Do ponto de vista do capital social, a cooperação e a rede estão intrinsecamente relacionados, pois redes só se formam com base na cooperação e o exercício da cooperação leva as pessoas a se relacionarem em redes.

O terceiro fator é a democracia, definida como o modo pelo qual as pessoas regulam seus conflitos e se conduzem coletivamente.

Ao lado do capital social - como fator decisivo para o desenvolvimento – há também o capital humano, e um dos principais elementos do capital humano é a capacidade das pessoas de fazerem coisas novas. Exercitando a sua imaginação criadora e se mobilizando para adquirir conhecimentos necessários, elas se tornam capazes de permitir a materialização do desejo, a realização do sonho e a viabilização da visão. É a esse processo que se denomina empreendedorismo (FRANCO, 2001a).

Conclui-se que, investindo em capital social e humano, são favorecidas as condições para que o desenvolvimento ocorra com uma eficácia e eficiência muito maior do

que se investindo em fatores que visem apenas impulsionar o crescimento econômico e promover o aparecimento de empresas ou distribuir renda por meio de programas compensatórios estatais, que já se mostram como fórmulas falidas, pois não garantem nem impulsionam o desenvolvimento nos seus aspectos humano, social e ambiental (FRANCO, 2001c).
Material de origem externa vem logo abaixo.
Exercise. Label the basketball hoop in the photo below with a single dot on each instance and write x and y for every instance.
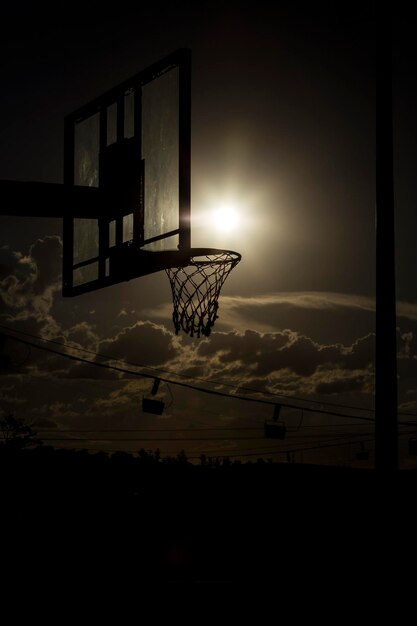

Face ao acima exposto cabe indagar: porque o homem precisa tornar-se sujeito da sua história? A resposta parece ser porque, para que exista desenvolvimento, o homem precisa conhecer as suas reais potencialidades, identificar seus obstáculos e agir individual e cooperativamente para suplantá-los, fomentando o desenvolvimento individual e coletivo da região na qual está inserido. Com isso, ou através disso, ele torna-se apto a trilhar o caminho da liberdade. Liberdade essa que lhe dá satisfação além do suprimento de suas necessidades essenciais: alimentação digna, habitação, educação, saúde, segurança, etc., enfim, tudo que ele necessita para ter uma vida feliz e com qualidade.